Children dressed as ancient gods, celebrities and political leaders were paraded high above crowds on the Hong Kong island of Cheung Chau Tuesday in a traditional celebration of Buddha’s birthday.
The annual “Piu Sik” or “Floating Colours” march sees young residents held up on towering metal poles and greeted by cheers and applause as they are carried through the winding streets of the outlying island, which is still predominantly a fishing community.
The parade is part of Cheung Chau’s famous five-day “bun festival” which culminates Tuesday night in a precipitous scramble up a tower made from imitation steamed buns, a favourite snack on the island.
Statues of deities were originally carried through the streets as part of the festival parade.
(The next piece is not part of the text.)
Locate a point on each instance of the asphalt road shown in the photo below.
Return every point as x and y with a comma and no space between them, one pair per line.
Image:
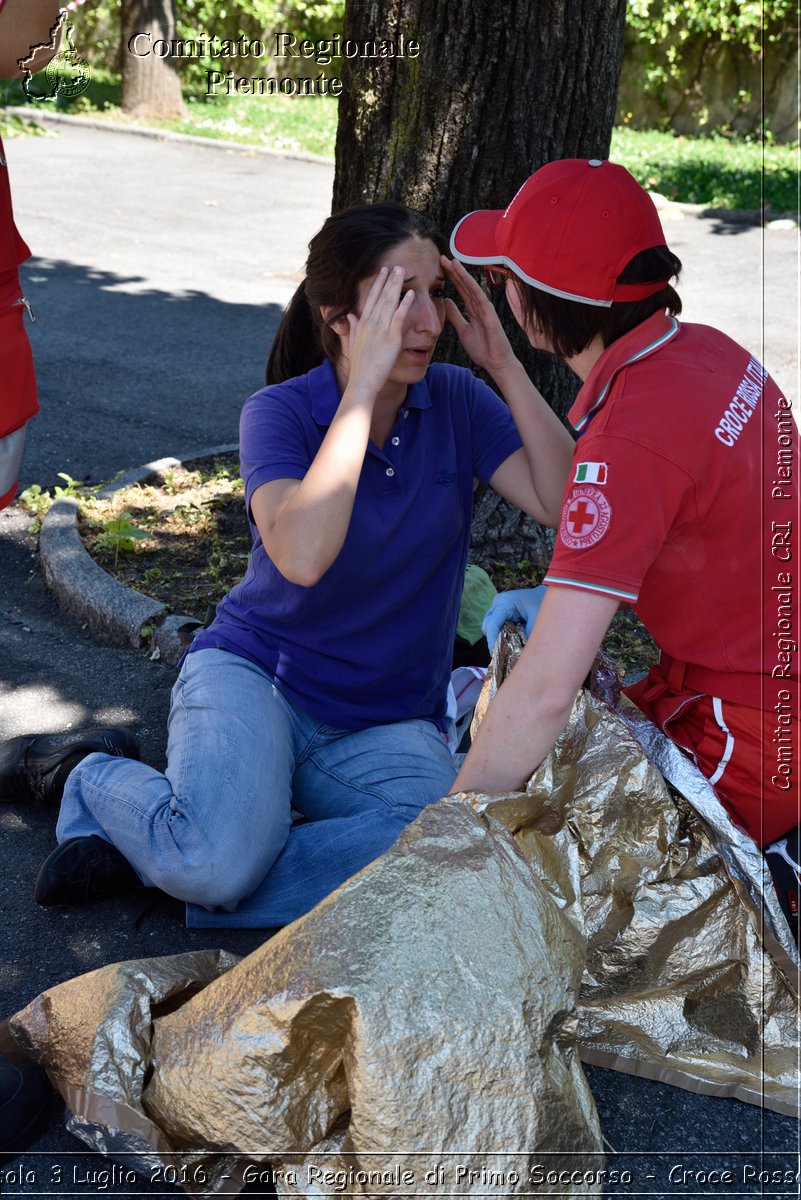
160,274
But 70 years ago they were replaced by children, inspired by similar celebrations in the southern Chinese city of Guangzhou.
In the past two decades the march has also evolved into a form of political satire.
Children from a parade group headed by local resident Wong Sing-chau dressed as the city’s finance secretary and democratic lawmakers to reflect current controversies.
A four-year-old girl from Wong’s group posed as the landlady from popular Hong Kong movie “Kung Fu Hustle”, complete with pink pyjamas and hair rollers, in what he said was a nod to the city’s sprawling housing costs.
“I want to speak for the people through satire,” Wong told AFP. “Everyone suffers from high rent and unaffordable housing now.”
A mini-version of city leader Carrie Lam in pink cheongsam and pearls also joined the parade, alongside children dressed as local sports stars including bespectacled Hong Kong snooker player Ng On-yee and champion cyclist Sarah Lee.
The ability to withstand the blazing sun for hours during the parade was one of the requirements for being selected, said Wong.
Temperatures reached 34 degrees Celsius (93 degrees Fahrenheit) on Tuesday, the hottest parade day in 71 years, with children trying to keep cool using fans and umbrellas.
For five-year-old Hayden Kwok, it was a taste of fame.
“Many people will say hello to me. I can see myself on TV,” he told AFP before the event, during which he was dressed as pro-democracy lawmaker Ted Hui.
Hayden’s father Kwok Yu-tin said he wanted his children to inherit tradition through participation.
“Participation gives them a better understanding of what the tradition is and they can feel the atmosphere for themselves,” he said.